Sementara itu, di sisi lain perizinan yang diberlakukan dinilai cukup rumit. Padahal akses internet kini sudah menjadi kebutuhan utama masyarakat, apalagi sejak pandemi COVID-19. Sehingga seharusnya penyedia jaringan di Tanah Air diberikan keleluasaan.

Meski persaingan kini menjurus ketat, Uday berharap agar penyedia jasa fixed broadband tidak semata mengandalkan tarif murah sebagai instrumen utama dalam menarik pelanggan. Pasalnya, tarif murah akan menjadikan industri startegis ini menjadi tidak sehat.

Uday menambahkan, belajar dari persaingan tarif di industri selular di Indonesia yang membuat operator berdarah-darah. Karena itu, kunci untuk untuk bisa tetap survive melayani pelanggannya, operator perlu menerapkan tiga strategi secara konsisten.

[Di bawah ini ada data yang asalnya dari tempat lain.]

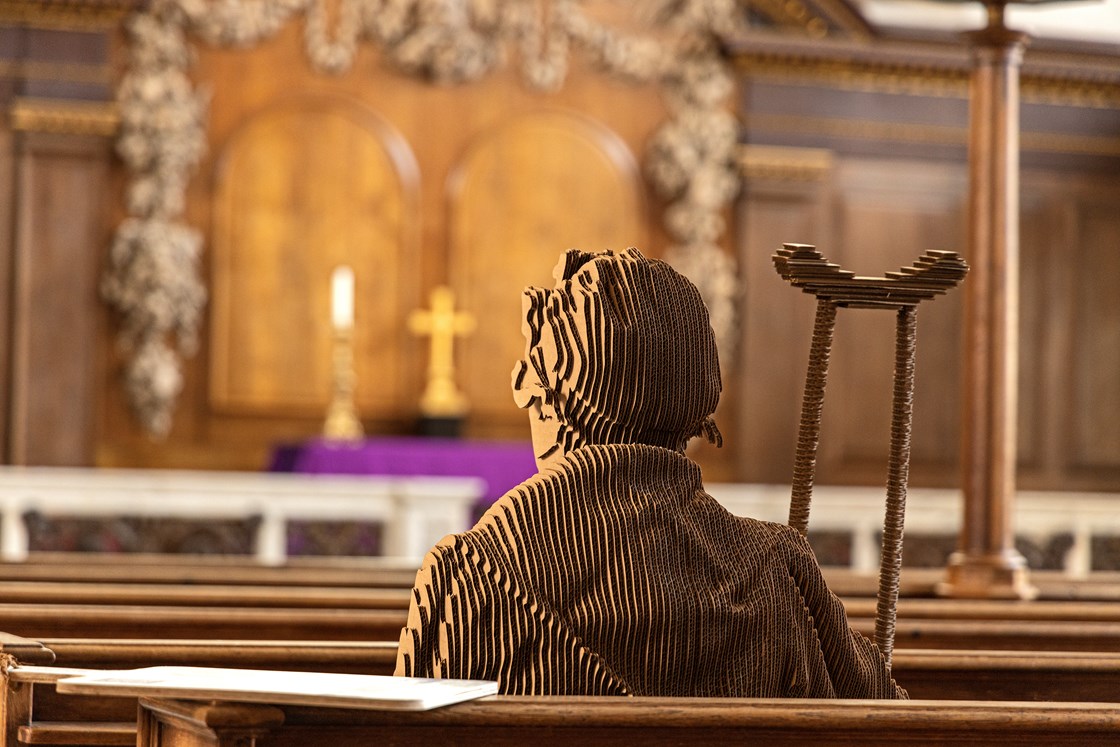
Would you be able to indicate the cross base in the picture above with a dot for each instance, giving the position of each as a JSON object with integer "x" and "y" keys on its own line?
{"x": 992, "y": 576}
{"x": 440, "y": 427}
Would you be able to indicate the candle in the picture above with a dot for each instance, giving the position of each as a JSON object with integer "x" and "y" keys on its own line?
{"x": 342, "y": 297}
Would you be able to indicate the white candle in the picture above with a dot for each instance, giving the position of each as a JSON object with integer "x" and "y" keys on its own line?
{"x": 342, "y": 297}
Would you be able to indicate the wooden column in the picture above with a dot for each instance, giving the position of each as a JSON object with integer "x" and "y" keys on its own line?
{"x": 987, "y": 565}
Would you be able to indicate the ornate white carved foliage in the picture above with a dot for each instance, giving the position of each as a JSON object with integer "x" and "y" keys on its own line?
{"x": 152, "y": 276}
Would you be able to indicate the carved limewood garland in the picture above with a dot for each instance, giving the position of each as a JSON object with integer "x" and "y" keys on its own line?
{"x": 154, "y": 279}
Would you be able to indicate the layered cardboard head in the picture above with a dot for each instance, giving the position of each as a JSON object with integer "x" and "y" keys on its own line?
{"x": 621, "y": 351}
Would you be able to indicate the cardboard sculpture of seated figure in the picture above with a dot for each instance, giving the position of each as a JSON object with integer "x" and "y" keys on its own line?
{"x": 612, "y": 571}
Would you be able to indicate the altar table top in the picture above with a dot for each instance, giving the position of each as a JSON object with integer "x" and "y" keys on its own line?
{"x": 502, "y": 465}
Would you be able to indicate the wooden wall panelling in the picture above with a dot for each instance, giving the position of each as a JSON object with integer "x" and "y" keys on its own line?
{"x": 1046, "y": 290}
{"x": 7, "y": 289}
{"x": 59, "y": 213}
{"x": 887, "y": 214}
{"x": 780, "y": 204}
{"x": 301, "y": 187}
{"x": 439, "y": 122}
{"x": 525, "y": 192}
{"x": 1092, "y": 449}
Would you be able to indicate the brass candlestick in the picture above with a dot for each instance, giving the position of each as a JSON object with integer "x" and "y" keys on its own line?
{"x": 342, "y": 422}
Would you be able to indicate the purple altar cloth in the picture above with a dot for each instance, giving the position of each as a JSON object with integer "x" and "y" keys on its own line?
{"x": 501, "y": 464}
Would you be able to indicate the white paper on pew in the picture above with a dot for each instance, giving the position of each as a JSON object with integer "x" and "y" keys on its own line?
{"x": 373, "y": 691}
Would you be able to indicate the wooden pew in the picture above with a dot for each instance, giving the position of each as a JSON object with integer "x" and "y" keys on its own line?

Pertama, penerapan tarif harus affordable. Tidak berarti harus murah tapi terjangkau oleh masyarakat. Jika terlalu murah namun tidak wajar, maka selintas bagus untuk konsumen. Namun itu hanya bersifat jangka pendek, karena jangka panjangnya operator terancam bangkrut.

Kedua, harus sustainable. Artinya, industri harus sustain atau berkelanjutan. Operator yang beroperasi harus mampu bertahan. Karena jika collapse, masyarakat juga akan dirugikan. Ketiga, harus merata. Artinya, operator harus membangun di semua wilayah sehingga ketersediaan layanan menjadi merata.

Saat ini kondisinya belum semua operator melakukan pembangunan yang merata di semua wilayah di Indonesia, sesuai lisensi yang dimiliki. Padahal akses internet yang merata dapat mendorong pertumbuhan ekonomi di seluruh wilayah Indonesia.

Mahalnya pembangunan serta pemeliharaan infrastruktur jaringan internet tentu saja juga dirasakan oleh semua operator fixed broadband, tak terkecuali IndiHome. Penyedia layanan fixed broadband dari Telkom ini memiliki coverage area yang terluas di Indonesia, bahkan di 10 pulau terluar di Indonesia.